Methods: MSCs were initially isolated from human bone marrow. After the surface antigen of MSCs was identified using flow cytometry, MSC-derived exosomes (MSC-Exo) were extracted. The osteogenic and adipogenic differentiation abilities of BMSCs were assessed using alizarin red staining and oil red O staining, respectively. Quantitative reverse transcriptase-polymerase chain reaction (qRT-PCR) was employed to analyze the mRNA expression of various genes. The cell viability of osteoblasts was determined using the Cell Counting Kit-8 (CCK-8) assay. Western blotting was used to measure the expression of specific surface markers in exosomes and the MAPK pathway-related proteins in osteoblast cells. Additionally, the cell cycle of osteoblasts was analyzed by flow cytometry.

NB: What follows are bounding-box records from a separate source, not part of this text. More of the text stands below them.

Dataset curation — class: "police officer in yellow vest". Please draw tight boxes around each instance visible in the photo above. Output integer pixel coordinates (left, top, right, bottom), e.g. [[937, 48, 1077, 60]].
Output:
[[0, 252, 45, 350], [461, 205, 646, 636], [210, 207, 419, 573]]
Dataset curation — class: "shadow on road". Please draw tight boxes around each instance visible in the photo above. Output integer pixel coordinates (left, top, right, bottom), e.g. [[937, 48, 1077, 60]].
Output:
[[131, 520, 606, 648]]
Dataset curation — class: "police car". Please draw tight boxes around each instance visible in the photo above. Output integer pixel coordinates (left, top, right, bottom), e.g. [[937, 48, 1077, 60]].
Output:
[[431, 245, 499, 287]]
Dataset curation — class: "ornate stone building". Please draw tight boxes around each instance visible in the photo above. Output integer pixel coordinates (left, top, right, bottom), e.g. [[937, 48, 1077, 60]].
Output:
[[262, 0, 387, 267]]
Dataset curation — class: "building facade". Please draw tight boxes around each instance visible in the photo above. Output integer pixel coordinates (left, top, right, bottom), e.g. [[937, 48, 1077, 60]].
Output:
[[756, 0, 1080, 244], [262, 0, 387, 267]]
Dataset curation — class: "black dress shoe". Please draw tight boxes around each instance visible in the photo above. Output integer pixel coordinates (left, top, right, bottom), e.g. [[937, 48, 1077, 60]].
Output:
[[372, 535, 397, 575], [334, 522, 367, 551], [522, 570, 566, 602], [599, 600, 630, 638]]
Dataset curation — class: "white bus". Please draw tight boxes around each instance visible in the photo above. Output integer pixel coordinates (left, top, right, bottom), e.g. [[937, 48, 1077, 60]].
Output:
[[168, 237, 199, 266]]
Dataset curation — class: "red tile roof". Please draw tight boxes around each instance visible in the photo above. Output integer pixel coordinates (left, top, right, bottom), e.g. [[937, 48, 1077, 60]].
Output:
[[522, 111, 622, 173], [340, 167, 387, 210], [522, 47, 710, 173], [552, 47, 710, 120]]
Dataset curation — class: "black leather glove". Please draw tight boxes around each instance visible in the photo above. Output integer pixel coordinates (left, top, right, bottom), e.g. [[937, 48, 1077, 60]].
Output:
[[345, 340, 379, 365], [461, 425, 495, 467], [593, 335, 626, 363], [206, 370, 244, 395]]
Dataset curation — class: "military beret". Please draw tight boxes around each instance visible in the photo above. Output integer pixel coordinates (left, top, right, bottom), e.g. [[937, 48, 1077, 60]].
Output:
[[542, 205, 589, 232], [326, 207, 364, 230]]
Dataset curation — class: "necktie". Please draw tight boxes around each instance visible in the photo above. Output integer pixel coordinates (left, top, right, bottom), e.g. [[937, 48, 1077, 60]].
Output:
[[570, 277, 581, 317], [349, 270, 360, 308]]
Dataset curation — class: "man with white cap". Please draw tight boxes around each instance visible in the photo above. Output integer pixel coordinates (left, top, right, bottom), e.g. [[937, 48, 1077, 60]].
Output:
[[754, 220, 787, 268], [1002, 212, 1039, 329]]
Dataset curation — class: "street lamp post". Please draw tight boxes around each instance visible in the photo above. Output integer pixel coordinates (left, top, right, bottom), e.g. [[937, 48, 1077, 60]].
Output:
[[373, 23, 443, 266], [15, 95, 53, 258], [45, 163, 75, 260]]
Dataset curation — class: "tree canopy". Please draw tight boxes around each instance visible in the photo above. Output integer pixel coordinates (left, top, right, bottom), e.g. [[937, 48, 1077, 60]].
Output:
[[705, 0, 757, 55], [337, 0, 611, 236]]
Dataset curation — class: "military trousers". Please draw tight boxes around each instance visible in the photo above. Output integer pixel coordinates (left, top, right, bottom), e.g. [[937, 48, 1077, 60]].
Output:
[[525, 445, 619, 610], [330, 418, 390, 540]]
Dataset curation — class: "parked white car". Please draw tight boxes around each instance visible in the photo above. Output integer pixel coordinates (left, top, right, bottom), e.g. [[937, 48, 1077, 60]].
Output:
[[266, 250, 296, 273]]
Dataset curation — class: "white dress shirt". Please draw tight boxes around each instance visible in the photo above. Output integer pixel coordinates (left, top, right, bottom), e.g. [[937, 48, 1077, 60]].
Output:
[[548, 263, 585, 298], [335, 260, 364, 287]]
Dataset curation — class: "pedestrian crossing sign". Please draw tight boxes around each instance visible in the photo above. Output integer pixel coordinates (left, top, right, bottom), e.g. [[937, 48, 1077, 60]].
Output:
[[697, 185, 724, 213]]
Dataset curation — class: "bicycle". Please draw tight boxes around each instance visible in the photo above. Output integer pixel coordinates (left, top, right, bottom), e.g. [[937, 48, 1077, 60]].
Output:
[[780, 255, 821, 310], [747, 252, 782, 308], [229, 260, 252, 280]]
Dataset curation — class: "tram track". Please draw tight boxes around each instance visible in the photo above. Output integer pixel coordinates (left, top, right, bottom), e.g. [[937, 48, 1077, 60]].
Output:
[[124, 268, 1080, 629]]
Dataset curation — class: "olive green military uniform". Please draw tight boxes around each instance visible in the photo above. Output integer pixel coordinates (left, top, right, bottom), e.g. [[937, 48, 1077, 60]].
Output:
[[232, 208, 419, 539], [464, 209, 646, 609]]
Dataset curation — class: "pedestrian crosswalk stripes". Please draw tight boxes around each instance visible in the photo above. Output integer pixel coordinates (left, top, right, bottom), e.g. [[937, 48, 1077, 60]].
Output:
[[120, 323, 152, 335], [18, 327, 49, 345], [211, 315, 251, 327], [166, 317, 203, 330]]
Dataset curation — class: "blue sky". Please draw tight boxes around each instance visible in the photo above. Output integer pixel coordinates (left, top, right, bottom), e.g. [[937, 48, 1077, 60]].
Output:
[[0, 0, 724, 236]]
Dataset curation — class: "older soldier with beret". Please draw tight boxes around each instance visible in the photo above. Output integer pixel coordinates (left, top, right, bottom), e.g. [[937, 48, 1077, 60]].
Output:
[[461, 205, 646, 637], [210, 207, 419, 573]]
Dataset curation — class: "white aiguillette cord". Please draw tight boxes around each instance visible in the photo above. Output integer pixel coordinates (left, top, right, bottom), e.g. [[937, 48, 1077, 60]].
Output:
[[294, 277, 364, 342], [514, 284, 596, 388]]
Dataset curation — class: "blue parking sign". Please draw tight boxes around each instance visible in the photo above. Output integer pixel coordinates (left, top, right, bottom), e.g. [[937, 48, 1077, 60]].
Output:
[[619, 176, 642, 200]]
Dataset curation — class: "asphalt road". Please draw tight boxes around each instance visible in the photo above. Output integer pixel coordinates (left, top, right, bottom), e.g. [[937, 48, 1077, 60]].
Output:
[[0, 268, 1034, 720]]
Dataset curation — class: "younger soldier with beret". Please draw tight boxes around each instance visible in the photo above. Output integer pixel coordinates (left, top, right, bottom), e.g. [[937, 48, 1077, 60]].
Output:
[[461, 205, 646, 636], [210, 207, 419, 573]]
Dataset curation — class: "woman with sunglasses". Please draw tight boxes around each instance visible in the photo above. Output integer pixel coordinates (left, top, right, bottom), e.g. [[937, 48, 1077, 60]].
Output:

Results: We found that surface antigens were positively expressed in MSCs, indicating a strong multipotent differentiation ability. The isolated MSC-Exo exhibited typical exosome morphology and particle size, with the detection of specific surface-labeled proteins being positive under electron microscopy. After co-culturing MSC-Exo with the osteoblast cell line, we observed that MSC-Exo could promote the proliferation of osteoblast cells. Additionally, mRNA and protein expression levels in the cells were increased, and the cell cycle was also enhanced.

Conclusion: MSCs-derived exosomes have the potential to promote osteoblast proliferation by inhibiting cell apoptosis, ultimately improving osteoporosis. We suggest that MSCs-derived exosomes could be a promising therapeutic approach for osteoporosis in the future.